Abstract
Climate models predict substantial summer precipitation reductions in Europe and the Mediterranean region in the twenty-first century, but the extent to which these models correctly represent the mechanisms of summertime precipitation in this region is uncertain. Here an analysis is conducted to compare the observed and simulated impacts of the dominant large-scale driver of summer rainfall variability in Europe and the Mediterranean, the summer North Atlantic Oscillation (SNAO). The SNAO is defined as the leading mode of July–August sea level pressure variability in the North Atlantic sector. Although the SNAO is weaker and confined to northern latitudes compared to its winter counterpart, with a southern lobe located over the UK, it significantly affects precipitation in the Mediterranean, particularly Italy and the Balkans (correlations of up to 0.6). During high SNAO summers, when strong anticyclonic conditions and suppressed precipitation prevail over the UK, the Mediterranean region instead is anomalously wet. This enhanced precipitation is related to the presence of a strong upper-level trough over the Balkans—part of a hemispheric pattern of anomalies that develops in association with the SNAO—that leads to mid-level cooling and increased potential instability. Neither this downstream extension nor the surface influence of the SNAO is captured in the two CMIP3 models examined (HadCM3 and GFDL-CM2.1), with weak or non-existent correlations between the SNAO and Mediterranean precipitation. Because these models also predict a strong upward SNAO trend in the future, the error in their representation of the SNAO surface signature impacts the projected precipitation trends. In particular, the attendant increase in precipitation that, based on observations, should occur in the Mediterranean and offset some of the non-SNAO related drying does not occur. Furthermore, the fact that neither the observed SNAO nor summer precipitation in Europe/Mediterranean region exhibits any significant trend so far (for either the full century or the recent half of the record) does not increase our confidence in these model projections.

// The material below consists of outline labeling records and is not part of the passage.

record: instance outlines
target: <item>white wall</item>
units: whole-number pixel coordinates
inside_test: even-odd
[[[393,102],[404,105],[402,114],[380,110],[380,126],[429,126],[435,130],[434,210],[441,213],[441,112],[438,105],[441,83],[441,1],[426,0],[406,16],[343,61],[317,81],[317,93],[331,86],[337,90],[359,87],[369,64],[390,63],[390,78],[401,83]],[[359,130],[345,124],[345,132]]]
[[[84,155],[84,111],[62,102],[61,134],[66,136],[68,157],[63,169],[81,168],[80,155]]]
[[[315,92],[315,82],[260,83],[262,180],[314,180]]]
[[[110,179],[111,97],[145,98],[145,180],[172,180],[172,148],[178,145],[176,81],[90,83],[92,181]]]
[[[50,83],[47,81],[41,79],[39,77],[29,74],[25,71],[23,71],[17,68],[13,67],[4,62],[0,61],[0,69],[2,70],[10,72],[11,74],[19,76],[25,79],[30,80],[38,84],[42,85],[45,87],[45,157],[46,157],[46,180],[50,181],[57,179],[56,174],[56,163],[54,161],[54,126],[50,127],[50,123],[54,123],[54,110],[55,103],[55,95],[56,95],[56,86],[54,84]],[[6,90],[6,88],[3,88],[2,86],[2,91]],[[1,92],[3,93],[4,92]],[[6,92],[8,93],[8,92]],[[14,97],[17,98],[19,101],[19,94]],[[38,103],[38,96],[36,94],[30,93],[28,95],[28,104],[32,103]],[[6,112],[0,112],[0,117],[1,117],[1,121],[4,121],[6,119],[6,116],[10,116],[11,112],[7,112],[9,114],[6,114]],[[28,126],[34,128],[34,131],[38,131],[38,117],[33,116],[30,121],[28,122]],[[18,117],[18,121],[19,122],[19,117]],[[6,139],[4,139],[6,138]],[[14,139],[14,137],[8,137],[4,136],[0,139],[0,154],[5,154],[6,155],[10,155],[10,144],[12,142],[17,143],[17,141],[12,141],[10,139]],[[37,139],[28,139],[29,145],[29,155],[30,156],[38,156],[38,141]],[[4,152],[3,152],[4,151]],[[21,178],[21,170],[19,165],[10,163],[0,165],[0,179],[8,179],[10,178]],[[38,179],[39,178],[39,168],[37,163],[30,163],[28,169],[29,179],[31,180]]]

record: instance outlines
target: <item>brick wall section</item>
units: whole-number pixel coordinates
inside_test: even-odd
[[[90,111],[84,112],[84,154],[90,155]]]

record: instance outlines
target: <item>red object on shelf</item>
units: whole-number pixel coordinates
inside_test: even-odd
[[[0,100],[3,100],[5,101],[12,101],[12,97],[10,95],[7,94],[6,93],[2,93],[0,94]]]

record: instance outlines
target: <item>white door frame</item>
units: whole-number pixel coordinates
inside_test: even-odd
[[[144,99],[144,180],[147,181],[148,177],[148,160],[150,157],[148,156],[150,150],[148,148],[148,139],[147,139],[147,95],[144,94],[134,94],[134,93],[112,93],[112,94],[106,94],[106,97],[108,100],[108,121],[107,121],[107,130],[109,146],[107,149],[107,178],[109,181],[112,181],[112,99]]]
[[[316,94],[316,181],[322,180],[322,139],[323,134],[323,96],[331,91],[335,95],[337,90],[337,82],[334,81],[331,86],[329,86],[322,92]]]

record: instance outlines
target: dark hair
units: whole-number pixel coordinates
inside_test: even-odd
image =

Similar content being viewed by others
Notes
The spatial correlation between the June pattern and the July/August patterns is r s ~ 0.65 for the 1950–2010 period; the correlation using the June EOF-2 is even lower. An SNAO-like EOF is also not found in September.
The spatial (temporal) correlation r s (r t ) is 0.98 (0.92) and 0.94 (0.86), respectively, when computed for the 1950–2010 period. The resemblance can be verified by comparing Fig. 1a, b, d to fig. 6 in Hurrell et al. (2003), which shows the leading EOF of JJA SLP computed over the wider domain for the 1899–2001 period—although the southern lobe is centered west of the British Isles rather than right over them.
For instance, the GHCN database contains only three Greenland stations with 40 years or more of data in the period 1899–1949, but none of them has 40 years of data in the period 1950–2010.
For the 1950–2010 period, this projected SNAO index coincides, of course, with the time series (PC) of the leading EOF for that period (or baseline pattern). For the entire 1899–2010 period, the projected index is correlated at 0.98 with the PC of the leading EOF for that period (Fig. 1d). For the early period (1899–1949), however, the correlation with the PC of the leading EOF (Fig. 1e) is only 0.76.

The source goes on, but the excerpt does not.